La proposta del gruppo o della comunità di riconoscimento, in qualsiasi ambito possibile, attraverso l’assunzione di obiettivi comuni ma perseguiti da ciascuno secondo la progettualità del più proprio e personale progetto di vita, vorrebbe evitare l’esposizione del singolo a una socializzazione troppo universalizzante o astrattamente generica – vuole evitare cioè la riduzione dell’individuo a concetto – e impedire nello stesso tempo la dimensione simbiotica e gerarchizzante di un rapporto troppo ravvicinato a due. Vorrebbe evitare cioè la retorica del comunismo, come trionfo della solidarietà sul desiderio individuale, e, insieme, la retorica del cristianesimo, come pretesa dell’amore di risolvere i problemi sociali. Vorrebbe essere la proposta di una comunità di riconoscimento orizzontale che, in tanto impedisce la genesi di gerarchie verticali di relazione e di subordinazione, proprio in quanto riesce ad accendere e consentire la verticalizzazione individualizzante d’ognuno.

Ma questi scarsissimi accenni di un tempo avvenire non possono che essere, essi stessi, fantasmatici e di ben povera autorevolezza. Eppure il tempo storico che stiamo vivendo, a mio avviso, per ora non consente altro.

La forza di svuotamento del concreto da parte dell’astratto capitalistico, con le rappresentazioni e le compensazioni fallaci e ingannevoli di superficie che genera, sarà egemone ancora per molti anni, certo per decenni. C’è ancora mezza Asia e quasi l’intera Africa da conquistare al mondo delle merci e alla violenza progressista del capitale. E, come diceva il vecchio Marx, una formazione economico-sociale non tramonta fin quando non ha esaurito spazi e risorse da sfruttare e utilizzare. A ciò si aggiunga che nel nostro paese il disprezzo e la paura, che il marxismo comunista tradizionale ha mostrato fin dall’inizio negli anni ’60 e ’70 verso culture, certo anche confuse ed estremistiche, dell’individuazione, ha condotto a un definitivo isterilimento di una tradizione comunista monoculturale, caratterizzata da un’antropologia del solo egualitarismo ed ha consentito, nello stesso tempo, al suo gruppo dirigente di passare dallo stalinismo democratico alla coltivazione più esasperata e feroce del liberismo: con un entusiasmo di neofiti che, attraverso riforme distruttive del mondo del lavoro e della scuola-Università, hanno condotto all’attuale miseria antropologica, culturale e civile.
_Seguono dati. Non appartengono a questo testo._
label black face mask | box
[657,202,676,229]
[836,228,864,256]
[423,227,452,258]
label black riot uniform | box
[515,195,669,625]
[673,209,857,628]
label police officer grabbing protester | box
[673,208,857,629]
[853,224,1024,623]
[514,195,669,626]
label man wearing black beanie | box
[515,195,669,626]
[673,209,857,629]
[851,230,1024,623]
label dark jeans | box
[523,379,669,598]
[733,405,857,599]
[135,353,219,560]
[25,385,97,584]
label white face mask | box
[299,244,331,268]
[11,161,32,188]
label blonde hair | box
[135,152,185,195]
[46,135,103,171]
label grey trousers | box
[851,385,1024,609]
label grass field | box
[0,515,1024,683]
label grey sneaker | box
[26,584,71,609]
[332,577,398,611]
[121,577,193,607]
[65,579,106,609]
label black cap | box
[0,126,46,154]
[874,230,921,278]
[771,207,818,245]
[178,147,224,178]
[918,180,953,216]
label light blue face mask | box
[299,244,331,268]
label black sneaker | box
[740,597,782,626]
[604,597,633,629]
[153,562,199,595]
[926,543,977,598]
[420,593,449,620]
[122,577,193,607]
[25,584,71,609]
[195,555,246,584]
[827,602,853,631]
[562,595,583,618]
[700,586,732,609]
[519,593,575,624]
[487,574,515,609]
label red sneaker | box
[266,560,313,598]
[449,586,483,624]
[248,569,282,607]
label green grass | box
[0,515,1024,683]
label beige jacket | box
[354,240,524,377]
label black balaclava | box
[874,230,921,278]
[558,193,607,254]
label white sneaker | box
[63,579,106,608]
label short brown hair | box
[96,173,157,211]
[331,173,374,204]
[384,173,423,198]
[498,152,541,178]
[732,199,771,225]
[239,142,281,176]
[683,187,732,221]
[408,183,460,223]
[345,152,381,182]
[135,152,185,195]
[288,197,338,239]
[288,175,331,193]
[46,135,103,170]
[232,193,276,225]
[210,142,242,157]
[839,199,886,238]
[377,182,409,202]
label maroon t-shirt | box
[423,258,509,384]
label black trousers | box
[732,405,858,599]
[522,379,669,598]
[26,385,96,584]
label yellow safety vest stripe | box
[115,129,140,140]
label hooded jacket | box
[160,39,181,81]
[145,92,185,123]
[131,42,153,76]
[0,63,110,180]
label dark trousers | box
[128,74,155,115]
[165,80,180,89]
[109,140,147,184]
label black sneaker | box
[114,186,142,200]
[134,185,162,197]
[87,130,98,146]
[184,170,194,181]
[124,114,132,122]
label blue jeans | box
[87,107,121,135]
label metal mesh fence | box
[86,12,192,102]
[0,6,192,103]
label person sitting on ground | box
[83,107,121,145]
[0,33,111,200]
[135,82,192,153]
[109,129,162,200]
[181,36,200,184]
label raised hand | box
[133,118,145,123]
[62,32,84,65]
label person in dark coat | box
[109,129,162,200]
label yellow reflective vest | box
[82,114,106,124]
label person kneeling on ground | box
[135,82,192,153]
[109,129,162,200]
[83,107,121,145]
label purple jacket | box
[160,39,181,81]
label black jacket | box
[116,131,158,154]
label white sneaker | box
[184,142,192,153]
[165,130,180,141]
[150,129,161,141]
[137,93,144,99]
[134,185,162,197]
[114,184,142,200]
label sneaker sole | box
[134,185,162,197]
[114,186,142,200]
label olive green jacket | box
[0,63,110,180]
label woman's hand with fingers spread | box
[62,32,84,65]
Dunque il tempo del prossimo futuro non potrà che essere il tempo barbarico del Capitale, con la scissione dell’umanità in una superborghesia sovranazionale, unificata quanto a stili di vita e livelli raffinati di consumo, e la stragrande maggioranza degli esseri umani condannati a consumi dequalificati di massa e alla dilatazione sempre più invasiva del tempo di lavoro.

In questa weberiana gabbia d’acciaio, in questo rinnovato medioevo del superficializzarsi del mondo e dell’isterilirsi delle interiorità, rimarranno possibili, come luoghi dell’autenticità e dell’alternativa esemplare, solo i “conventi” laici, quali occasioni possibili del cum-venio, del convenire e convivere insieme. Dove comunità locali e parziali di un’umanità avvenire potranno, forse, provare a coniugare, con l’aiuto di una rinnovata filosofia e di più approfondite scienze umane, nuove possibilità della relazione umana e dell’individuazione umana.

Cioè a praticare un comunismo dionisiaco, che, sappia ben tenere in una mano, non l’antropologia, ma la scienza del Capitale di Karl Marx, e nell’altra tutto ciò che nella mente di quell’uomo di genio, ma pieno di ambivalenze e di contraddizioni, come avviene per ciascun di noi, non poteva aver luogo.